La contrainte de précontrainte peut être définie manuellement le long de la longueur de l'armature ou calculée automatiquement en fonction de la géométrie de l'armature. Si le calcul automatique des pertes est choisi, la perte par frottement (selon l'EN 1992-1-1, 5.10.5.2, ou l'ACI 318-19, 20.3.2) et le glissement de l'armature (enfoncement des cales d'ancrage) lors de l'ancrage sont pris en compte. Comme toute l'armature de précontrainte est appliquée en une seule étape, la perte par mise en tension successive n'est pas prise en compte.
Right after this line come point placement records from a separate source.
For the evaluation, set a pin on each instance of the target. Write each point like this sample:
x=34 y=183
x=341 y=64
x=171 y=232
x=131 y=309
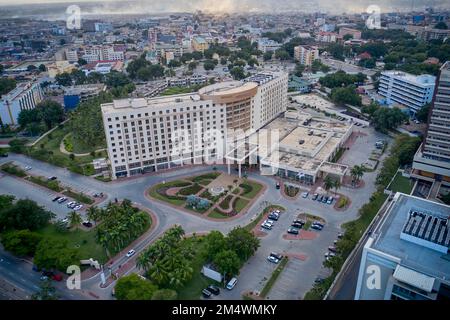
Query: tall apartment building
x=409 y=90
x=268 y=45
x=143 y=135
x=432 y=160
x=306 y=54
x=24 y=97
x=353 y=32
x=405 y=255
x=102 y=53
x=199 y=44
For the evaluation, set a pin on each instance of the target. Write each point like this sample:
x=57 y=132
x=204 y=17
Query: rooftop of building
x=413 y=255
x=424 y=79
x=306 y=142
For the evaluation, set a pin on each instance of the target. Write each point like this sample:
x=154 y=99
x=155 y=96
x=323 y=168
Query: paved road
x=19 y=274
x=347 y=67
x=256 y=270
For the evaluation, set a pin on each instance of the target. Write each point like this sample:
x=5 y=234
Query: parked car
x=231 y=284
x=87 y=224
x=57 y=277
x=266 y=226
x=273 y=259
x=62 y=199
x=274 y=216
x=206 y=293
x=213 y=289
x=276 y=255
x=318 y=223
x=319 y=280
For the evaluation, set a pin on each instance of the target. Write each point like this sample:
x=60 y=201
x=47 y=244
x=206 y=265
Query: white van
x=231 y=284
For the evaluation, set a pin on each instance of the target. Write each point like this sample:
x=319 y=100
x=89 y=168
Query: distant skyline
x=244 y=6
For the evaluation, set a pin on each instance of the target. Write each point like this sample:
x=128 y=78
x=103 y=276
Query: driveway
x=257 y=270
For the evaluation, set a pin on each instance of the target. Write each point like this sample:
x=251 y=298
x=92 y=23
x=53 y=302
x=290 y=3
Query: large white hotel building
x=146 y=135
x=409 y=90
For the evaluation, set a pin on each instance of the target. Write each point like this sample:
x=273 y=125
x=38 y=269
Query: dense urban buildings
x=24 y=97
x=406 y=89
x=405 y=256
x=432 y=161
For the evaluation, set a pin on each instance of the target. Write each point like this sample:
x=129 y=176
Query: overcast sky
x=336 y=6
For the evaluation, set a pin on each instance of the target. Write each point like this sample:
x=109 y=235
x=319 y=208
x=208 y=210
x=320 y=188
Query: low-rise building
x=406 y=255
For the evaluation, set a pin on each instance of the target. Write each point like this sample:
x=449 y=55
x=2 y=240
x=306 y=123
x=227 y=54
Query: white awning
x=414 y=278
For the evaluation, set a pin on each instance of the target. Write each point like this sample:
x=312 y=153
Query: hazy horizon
x=233 y=6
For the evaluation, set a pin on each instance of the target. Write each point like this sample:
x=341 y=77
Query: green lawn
x=153 y=192
x=276 y=273
x=217 y=215
x=239 y=204
x=401 y=184
x=253 y=224
x=81 y=197
x=83 y=241
x=255 y=188
x=48 y=150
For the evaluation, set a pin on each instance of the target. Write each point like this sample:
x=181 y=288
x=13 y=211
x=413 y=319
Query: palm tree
x=74 y=219
x=92 y=214
x=356 y=172
x=328 y=183
x=336 y=186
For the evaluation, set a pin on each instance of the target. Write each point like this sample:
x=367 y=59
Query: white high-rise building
x=24 y=97
x=409 y=90
x=306 y=54
x=145 y=135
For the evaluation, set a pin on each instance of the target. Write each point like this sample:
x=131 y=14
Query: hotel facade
x=147 y=135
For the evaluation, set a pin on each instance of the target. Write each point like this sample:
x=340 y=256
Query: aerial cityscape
x=224 y=150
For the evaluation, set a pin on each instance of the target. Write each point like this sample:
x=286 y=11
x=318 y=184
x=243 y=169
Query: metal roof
x=414 y=278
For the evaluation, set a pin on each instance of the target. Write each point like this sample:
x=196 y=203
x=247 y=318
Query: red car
x=57 y=277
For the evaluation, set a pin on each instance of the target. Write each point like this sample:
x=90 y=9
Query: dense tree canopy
x=133 y=287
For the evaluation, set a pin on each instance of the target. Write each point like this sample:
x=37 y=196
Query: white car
x=273 y=259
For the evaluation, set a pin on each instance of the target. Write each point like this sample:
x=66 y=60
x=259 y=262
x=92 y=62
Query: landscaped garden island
x=215 y=194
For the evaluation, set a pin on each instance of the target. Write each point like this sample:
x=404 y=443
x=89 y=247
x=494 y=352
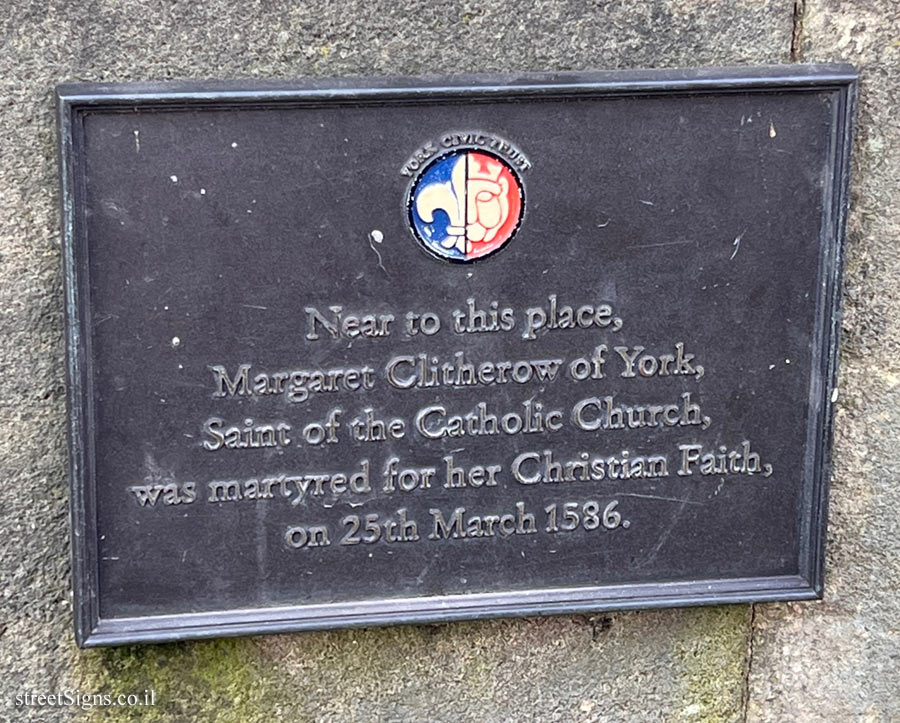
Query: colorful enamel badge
x=466 y=205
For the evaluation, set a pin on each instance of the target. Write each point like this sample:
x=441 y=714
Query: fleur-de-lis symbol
x=449 y=197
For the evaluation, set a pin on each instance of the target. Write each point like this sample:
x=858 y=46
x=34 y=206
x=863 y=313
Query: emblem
x=465 y=204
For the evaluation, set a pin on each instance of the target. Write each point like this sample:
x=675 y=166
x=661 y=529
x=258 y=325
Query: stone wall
x=836 y=660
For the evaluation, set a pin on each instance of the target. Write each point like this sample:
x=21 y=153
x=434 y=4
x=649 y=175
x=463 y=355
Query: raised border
x=76 y=99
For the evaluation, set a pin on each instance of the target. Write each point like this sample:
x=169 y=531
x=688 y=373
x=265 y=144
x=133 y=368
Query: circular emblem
x=466 y=205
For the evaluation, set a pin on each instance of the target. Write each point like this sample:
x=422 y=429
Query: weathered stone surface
x=808 y=660
x=840 y=660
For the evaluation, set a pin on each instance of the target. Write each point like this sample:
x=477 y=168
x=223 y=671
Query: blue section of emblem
x=440 y=224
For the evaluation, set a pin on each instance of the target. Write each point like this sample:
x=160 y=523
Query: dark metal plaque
x=371 y=352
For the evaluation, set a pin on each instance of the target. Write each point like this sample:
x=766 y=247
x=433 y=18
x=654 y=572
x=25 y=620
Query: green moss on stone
x=712 y=648
x=220 y=680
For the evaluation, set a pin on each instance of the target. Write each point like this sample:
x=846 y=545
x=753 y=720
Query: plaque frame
x=76 y=99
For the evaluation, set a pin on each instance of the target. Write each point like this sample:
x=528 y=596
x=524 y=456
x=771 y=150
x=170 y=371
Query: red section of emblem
x=493 y=204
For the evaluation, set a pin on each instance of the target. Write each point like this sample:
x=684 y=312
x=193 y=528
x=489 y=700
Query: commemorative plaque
x=367 y=352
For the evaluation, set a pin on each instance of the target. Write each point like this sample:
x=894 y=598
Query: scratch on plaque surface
x=376 y=237
x=737 y=243
x=659 y=497
x=663 y=243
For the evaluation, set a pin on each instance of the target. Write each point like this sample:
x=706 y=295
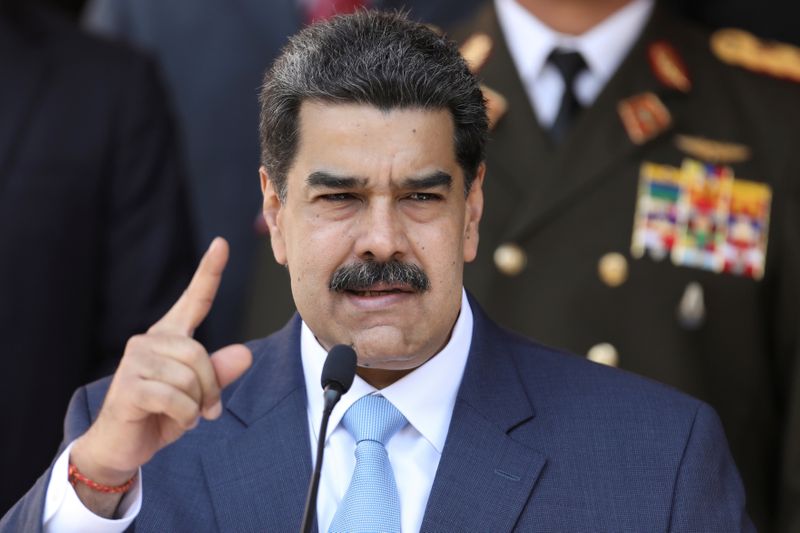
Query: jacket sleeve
x=708 y=495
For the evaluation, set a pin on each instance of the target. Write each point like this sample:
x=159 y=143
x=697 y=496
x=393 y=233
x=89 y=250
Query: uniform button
x=692 y=307
x=613 y=269
x=510 y=259
x=603 y=353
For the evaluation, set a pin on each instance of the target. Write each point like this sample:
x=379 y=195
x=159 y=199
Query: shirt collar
x=426 y=396
x=603 y=47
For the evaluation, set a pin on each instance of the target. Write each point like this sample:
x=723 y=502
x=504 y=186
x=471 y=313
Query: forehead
x=366 y=141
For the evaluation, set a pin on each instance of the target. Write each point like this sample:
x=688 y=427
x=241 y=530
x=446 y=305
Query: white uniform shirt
x=603 y=48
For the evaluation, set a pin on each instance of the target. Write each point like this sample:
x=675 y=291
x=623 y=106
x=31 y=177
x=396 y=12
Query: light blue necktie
x=371 y=503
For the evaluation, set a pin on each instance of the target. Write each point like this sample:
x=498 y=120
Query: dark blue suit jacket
x=539 y=441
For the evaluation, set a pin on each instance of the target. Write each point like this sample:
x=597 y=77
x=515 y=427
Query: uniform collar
x=603 y=47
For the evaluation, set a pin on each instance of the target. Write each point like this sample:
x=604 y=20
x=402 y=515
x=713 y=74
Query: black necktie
x=569 y=65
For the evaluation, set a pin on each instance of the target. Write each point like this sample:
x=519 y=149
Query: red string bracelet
x=76 y=477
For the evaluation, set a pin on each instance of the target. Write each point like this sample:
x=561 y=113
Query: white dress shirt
x=603 y=48
x=426 y=398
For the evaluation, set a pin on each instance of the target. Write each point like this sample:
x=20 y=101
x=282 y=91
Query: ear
x=472 y=214
x=272 y=210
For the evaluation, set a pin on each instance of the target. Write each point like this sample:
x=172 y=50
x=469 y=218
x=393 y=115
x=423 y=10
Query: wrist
x=87 y=463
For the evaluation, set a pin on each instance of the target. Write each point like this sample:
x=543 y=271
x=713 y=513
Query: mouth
x=380 y=290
Étapes de chargement suivantes avec armature de précontrainte activée
Dans les étapes de chargement suivantes (application des autres charges permanentes et variables), la même procédure que pour l'armature pré-tendue est suivie. La rigidité totale de l'armature précontrainte est prise en compte, l'adhérence entre l'armature et le béton environnant est prise en compte, et le diagramme contrainte-déformation de l'armature précontrainte est modifié par la déformation initiale ε0. Cette déformation est différente pour chaque élément et a été obtenue lors de l'étape de chargement précédente « précontrainte ». Grâce à l'adhérence entre l'armature et le béton, la variation de la précontrainte due à la déformation élastique de la structure sous charge externe est correctement prise en compte dans le modèle.